I was recently asked if I thought that it would be a good idea if our conferences were to explicitly require an error analysis to be performed and reported in papers. While this is perhaps a bit extreme (more on this later), there are at least two reasons why this would be desirable.
- When multiple techniques exist for solving the same problem, and they get reasonably close scores, is this because they are making the same sort of errors or different sorts?
- If someone were to build on your paper and try to improve it, where should they look?
This situation reminds me a bit of an excellent talk I saw a few years ago (at ACL or EMNLP in Barcelona, I think) by Mitch Marcus talking about some parsing stuff. I don't really remember much of his talk, except that he kept flashing a single slide that read "Look at the data, stupid." His argument was essentially that we're not going to be able to model what we want to model unless we really understand what's going on in the data representing the phenomena we're trying to study.
An exercise that's also good from this perspective is to do some data annotation yourself. This is perhaps even more painful than doing an error analysis, but it really drives home the difficulties in the task.

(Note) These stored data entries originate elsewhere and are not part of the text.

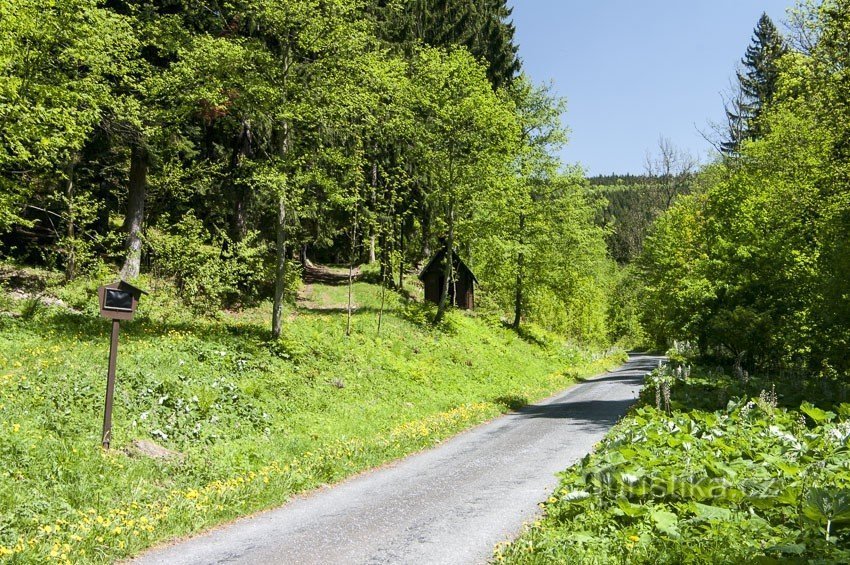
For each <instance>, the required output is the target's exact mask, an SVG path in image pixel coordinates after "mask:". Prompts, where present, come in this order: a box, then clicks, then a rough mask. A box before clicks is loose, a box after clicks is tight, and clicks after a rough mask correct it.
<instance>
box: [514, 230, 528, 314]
mask: <svg viewBox="0 0 850 565" xmlns="http://www.w3.org/2000/svg"><path fill="white" fill-rule="evenodd" d="M524 229H525V214H520V215H519V234H520V235H519V244H520V246H522V234H523V230H524ZM524 266H525V253H523V252H522V251H520V252H519V254H518V255H517V265H516V289H515V290H516V296H514V323H513V328H514V329H515V330H518V329H519V323H520V320H521V319H522V290H523V288H522V285H523V268H524Z"/></svg>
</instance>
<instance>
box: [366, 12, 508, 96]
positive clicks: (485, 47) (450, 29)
mask: <svg viewBox="0 0 850 565" xmlns="http://www.w3.org/2000/svg"><path fill="white" fill-rule="evenodd" d="M371 11H372V12H373V13H375V14H376V15H377V19H378V21H379V22H380V23H379V25H378V27H379V29H380V30H381V32H380V33H381V35H382V37H383V38H384V39H385V40H387V41H389V42H391V43H395V44H397V45H402V46H407V47H409V46H411V45H413V44H415V43H416V42H421V43H424V44H426V45H430V46H432V47H451V46H463V47H466V48H467V50H469V52H470V53H472V55H473V56H474V57H475V58H476V59H478V60H483V61H485V62H486V64H487V78H489V79H490V83H491V84H492V85H493V87H494V88H499V87H502V86H506V85H508V84H510V83H511V82H512V81H513V79H514V78H515V77H516V76H517V75H518V74H519V71H520V60H519V58H518V56H517V51H518V50H519V46H518V45H517V44H516V43H514V34H515V31H516V29H515V27H514V24H513V22H511V21H510V19H509V18H510V17H511V13H512V12H513V8H510V7H508V4H507V0H474V1H471V2H470V1H469V0H401V1H400V2H392V1H388V0H376V1H375V4H374V5H373V7H372V10H371Z"/></svg>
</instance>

Getting back to the point at hand, I don't think it's feasible or even necessarily advisable to require all papers to include an error analysis. But I also think that more papers should contain error analyses than actually do (including some of my own). In the universal struggle to fit papers within an 8 page limit, things have to get cut. It seems that the error analysis is the first thing to get cut (in that it gets cut before the paper is even written -- typically by not being performed).
But, at least for me, when I read a paper, I want to know after the fact what I have learned. Occasionally it's a new learning technique. Or occasionally it's some new useful features. Or sometimes it's a new problem. But if you were to take the most popular problems out there that I don't work on (MT, parsing, language modeling, ASR, etc.), I really have no idea what problems are still out there. I can guess (I think names in MT are hard, as is ordering; I think probably attachment and conjunctions in parsing; I have little idea in LM and ASR), but I'm sure that people who work on these problems (and I really mean work: like, you care about getting better systems, not just getting papers) know. So it would be great to see it in papers.